I chased after him for another nine or ten laps, getting close to him on a few occasions but frequently losing out as GT cars would come through to lap us. That worked both ways, though, and I would eventually get within a few car-lengths of him when he got balked by a couple cars going throught Turns 8 and 9. Being that much closer than I’d been, I was able to tell that he was getting through Turn 8 a little better than me, growing the gap by the time we got to the end of the straight in Turn 2 (he was able to build more top speed because of the better exit from 8). Despite that, and whether this was due to running those new tires or just a new-found confidence in managing the car, I was able to close up dramatically each time we went through Turn 2 and be tight to his bumper going downhill to the 3A/3B hairpins.

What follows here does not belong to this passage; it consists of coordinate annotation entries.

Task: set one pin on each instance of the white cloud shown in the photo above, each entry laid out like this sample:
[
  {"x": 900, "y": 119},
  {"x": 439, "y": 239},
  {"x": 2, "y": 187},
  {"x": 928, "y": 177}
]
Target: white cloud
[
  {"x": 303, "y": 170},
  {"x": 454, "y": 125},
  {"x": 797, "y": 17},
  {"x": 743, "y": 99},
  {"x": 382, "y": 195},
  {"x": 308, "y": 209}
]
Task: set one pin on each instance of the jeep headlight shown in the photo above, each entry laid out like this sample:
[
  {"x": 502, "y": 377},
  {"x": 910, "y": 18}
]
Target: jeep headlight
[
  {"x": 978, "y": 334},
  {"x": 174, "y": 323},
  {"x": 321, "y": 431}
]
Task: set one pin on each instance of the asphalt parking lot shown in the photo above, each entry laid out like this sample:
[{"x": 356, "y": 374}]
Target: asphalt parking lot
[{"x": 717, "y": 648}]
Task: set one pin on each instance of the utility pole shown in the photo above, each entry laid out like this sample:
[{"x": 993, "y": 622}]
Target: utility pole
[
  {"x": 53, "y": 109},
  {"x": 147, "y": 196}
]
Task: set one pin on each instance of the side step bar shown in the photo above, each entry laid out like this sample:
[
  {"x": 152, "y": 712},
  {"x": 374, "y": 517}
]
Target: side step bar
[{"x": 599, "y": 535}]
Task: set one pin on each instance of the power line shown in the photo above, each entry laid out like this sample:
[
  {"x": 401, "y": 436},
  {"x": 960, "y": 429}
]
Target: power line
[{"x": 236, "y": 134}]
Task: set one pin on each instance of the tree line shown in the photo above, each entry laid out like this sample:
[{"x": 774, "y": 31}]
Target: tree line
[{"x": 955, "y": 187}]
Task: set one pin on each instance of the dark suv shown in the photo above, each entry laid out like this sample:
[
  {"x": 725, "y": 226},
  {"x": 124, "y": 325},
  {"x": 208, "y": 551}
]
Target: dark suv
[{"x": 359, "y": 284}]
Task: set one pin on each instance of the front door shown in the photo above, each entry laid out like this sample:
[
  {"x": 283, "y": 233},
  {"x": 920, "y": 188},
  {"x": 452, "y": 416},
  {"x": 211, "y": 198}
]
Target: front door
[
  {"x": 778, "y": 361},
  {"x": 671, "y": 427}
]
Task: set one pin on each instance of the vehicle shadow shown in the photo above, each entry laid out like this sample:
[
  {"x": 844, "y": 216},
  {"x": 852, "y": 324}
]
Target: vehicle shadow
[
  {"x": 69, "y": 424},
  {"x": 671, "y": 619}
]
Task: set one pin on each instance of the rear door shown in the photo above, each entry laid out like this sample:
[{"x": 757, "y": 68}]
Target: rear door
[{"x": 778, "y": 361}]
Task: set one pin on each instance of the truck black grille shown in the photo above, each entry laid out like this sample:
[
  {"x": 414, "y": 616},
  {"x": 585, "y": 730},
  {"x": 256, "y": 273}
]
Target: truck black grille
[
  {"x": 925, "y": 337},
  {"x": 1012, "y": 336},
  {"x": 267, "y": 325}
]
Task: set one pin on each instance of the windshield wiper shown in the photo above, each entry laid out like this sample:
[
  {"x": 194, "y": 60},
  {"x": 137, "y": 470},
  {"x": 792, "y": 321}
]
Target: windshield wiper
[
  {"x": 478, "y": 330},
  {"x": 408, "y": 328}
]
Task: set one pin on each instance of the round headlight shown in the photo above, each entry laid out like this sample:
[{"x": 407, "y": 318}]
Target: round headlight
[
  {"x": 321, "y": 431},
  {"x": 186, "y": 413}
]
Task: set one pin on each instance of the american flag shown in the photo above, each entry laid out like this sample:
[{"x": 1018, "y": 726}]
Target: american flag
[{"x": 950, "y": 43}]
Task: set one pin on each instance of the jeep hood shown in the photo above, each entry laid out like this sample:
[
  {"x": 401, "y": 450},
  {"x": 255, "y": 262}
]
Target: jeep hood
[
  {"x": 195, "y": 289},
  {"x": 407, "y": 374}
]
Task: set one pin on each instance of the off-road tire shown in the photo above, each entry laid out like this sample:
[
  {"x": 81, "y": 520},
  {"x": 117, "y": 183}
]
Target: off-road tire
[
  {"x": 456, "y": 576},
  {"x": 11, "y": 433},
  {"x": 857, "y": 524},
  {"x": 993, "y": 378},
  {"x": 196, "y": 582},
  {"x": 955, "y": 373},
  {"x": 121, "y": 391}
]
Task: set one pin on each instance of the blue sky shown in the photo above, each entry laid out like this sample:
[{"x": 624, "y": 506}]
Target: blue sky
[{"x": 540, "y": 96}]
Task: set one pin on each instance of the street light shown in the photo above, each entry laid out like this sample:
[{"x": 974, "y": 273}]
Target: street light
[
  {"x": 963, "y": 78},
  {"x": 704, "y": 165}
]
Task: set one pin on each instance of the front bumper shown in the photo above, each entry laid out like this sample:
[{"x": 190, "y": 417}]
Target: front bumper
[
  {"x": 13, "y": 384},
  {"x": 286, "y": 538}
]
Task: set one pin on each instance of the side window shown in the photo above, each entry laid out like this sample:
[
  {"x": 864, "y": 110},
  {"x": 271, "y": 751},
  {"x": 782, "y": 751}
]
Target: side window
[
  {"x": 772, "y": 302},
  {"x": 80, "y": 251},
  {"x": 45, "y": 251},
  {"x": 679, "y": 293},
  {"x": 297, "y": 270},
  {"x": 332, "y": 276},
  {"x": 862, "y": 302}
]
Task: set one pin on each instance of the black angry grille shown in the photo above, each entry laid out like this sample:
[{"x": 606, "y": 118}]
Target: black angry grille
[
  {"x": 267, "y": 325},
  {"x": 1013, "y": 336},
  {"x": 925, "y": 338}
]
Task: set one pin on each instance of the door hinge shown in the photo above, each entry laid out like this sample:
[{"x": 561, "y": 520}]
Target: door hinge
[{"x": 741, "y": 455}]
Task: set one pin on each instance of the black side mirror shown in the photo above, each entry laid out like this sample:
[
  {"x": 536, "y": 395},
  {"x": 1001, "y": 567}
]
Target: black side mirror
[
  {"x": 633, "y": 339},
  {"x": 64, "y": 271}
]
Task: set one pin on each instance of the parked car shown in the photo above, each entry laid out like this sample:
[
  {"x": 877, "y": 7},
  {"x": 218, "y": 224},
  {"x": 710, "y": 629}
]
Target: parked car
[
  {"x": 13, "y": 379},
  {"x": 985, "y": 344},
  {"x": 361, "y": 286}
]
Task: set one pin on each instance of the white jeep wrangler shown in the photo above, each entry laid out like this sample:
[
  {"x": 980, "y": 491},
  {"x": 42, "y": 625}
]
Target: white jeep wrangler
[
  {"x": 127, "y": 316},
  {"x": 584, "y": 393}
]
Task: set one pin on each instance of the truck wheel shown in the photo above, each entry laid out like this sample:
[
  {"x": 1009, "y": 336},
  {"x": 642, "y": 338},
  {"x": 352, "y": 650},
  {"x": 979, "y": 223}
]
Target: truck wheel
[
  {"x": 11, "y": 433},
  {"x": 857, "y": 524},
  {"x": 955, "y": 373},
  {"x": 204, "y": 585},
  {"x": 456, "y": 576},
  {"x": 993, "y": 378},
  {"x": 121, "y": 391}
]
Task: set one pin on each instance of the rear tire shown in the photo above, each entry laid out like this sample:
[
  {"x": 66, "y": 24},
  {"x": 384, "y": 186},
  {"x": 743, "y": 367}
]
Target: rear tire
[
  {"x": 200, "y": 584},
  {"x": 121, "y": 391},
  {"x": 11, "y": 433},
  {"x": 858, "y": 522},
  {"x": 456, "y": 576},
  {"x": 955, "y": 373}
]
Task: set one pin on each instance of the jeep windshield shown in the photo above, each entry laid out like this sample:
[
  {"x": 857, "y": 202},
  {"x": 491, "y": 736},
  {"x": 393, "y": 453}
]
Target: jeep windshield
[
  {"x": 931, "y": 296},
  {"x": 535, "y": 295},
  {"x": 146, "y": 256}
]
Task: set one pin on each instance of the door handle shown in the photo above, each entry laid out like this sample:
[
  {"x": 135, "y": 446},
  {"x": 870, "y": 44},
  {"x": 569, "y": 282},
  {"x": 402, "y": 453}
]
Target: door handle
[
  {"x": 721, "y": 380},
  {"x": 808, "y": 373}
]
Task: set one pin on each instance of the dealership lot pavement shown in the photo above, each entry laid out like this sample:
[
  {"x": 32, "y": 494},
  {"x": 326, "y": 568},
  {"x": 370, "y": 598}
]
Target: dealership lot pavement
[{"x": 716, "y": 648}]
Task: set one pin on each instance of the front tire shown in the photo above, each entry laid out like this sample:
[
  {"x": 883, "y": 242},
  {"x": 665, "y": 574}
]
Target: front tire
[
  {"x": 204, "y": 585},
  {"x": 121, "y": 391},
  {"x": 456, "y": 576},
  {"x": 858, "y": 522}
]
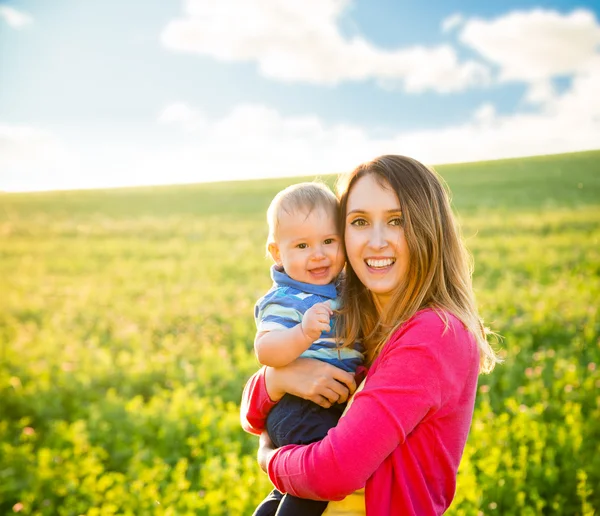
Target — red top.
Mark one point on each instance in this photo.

A couple laps of that and Ramberg not closing the door in pursuit of a better corner exit, I committed to diving to the inside of 3B for the pass on lap 14. Now that I was the one being hunted, I knew I wasn’t likely to draw away from him, and sure enough he was filling my mirrors for the next couple laps until, you guessed it, the overall-leading GT car passed us going into Turn 1 (it’s flat out in top gear, so not much of a corner) and Mike was able to get to my left, putting him on the inside for Turn 2. Back to being the hunter!

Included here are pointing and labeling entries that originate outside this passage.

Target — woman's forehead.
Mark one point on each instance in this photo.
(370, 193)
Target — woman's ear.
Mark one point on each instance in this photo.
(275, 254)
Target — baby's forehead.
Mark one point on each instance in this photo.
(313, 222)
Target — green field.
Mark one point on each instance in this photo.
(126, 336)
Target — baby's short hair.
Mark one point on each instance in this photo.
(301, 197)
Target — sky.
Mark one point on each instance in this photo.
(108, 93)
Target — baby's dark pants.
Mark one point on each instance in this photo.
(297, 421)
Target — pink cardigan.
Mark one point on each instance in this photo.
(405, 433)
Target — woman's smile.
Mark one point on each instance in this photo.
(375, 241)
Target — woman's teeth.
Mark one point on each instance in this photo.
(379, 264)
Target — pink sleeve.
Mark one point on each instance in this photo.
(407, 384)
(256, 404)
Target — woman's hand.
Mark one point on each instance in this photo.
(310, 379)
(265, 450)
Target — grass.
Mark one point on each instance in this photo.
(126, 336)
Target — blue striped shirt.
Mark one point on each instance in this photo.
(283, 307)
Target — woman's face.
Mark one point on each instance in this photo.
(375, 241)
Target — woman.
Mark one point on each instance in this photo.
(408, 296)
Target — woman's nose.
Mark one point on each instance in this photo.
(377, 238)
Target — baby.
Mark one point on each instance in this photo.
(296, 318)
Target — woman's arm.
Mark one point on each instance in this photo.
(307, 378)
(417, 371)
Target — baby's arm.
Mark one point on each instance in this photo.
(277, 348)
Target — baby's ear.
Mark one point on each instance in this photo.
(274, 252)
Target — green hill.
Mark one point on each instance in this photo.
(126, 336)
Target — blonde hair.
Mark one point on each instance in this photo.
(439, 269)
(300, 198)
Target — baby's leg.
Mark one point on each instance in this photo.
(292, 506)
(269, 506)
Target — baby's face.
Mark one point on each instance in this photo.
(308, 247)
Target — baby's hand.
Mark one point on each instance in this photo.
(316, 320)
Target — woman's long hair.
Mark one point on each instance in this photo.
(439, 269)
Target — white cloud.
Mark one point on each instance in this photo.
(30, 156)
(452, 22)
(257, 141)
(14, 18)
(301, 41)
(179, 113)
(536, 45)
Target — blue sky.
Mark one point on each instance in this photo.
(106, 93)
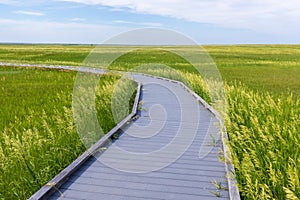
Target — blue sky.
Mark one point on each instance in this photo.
(205, 21)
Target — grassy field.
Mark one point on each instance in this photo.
(38, 137)
(263, 111)
(271, 68)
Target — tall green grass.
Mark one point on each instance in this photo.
(37, 132)
(262, 86)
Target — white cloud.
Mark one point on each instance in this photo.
(147, 24)
(31, 31)
(263, 16)
(24, 12)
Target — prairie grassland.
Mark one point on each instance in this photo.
(263, 68)
(263, 127)
(38, 136)
(44, 54)
(262, 86)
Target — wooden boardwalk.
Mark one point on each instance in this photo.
(166, 153)
(186, 177)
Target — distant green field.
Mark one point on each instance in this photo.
(37, 133)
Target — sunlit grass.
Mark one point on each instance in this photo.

After another couple laps of following, but able to do it more closely than I had before and knowing we were close to the end of the race, I made the snap decision (you can see it in the video) to make an almost-too-late dive-bomb to the inside of 3B. Unlike the first time, I hadn’t planned for it, so my turn entry was off to the point that I had to go down an extra gear to account for basically “parking it” at the apex. I carried too much speed into Turn 8 later in the lap, giving him another opportunity to outrun me through Turn 1 and back to the inside of Turn 2. Why I didn’t block off that line I don’t know, but he was once again in front of me.
He sort of “stalled out” as we exited Turn 2 after the pass, which let me stay right with him through the back side of the course and then get a good run on him exiting Turn 8 (also a sweeping left-hander like 2). We ran side-by-side from Turn 9 all the way down (past the “last lap” sign at start/finish) to Turn 2, where I took a wider entry to the corner and then crossed underneath him on exit and back into the lead. Again, he lost all kinds of momentum exiting the corner.

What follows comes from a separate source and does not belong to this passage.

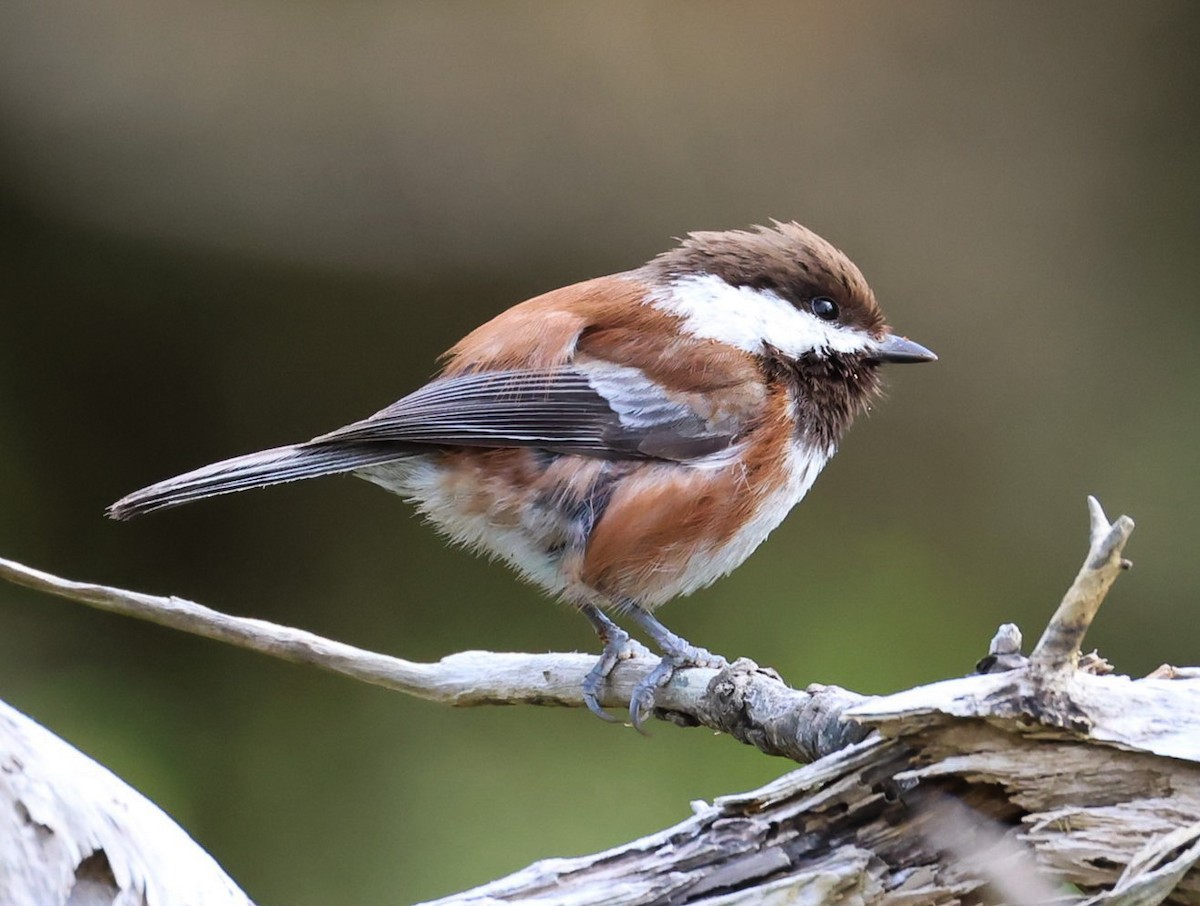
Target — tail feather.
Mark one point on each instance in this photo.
(258, 469)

He’d find me after the race and explain that he’d started experiencing fuel starvation issues near the end of the race, which definitely fits the behavior I was seeing.
A combination of what I suspect were fresher tires (I noticed for several laps I seemed to be getting through 5B and up the hill through 6 much better than he could) and a couple more GT cars lapping us kept him behind for the rest of that final lap. Okay, so not a class win and for what was almost last place, but still, exactly the kind of experience I was hoping for when I committed to SE46!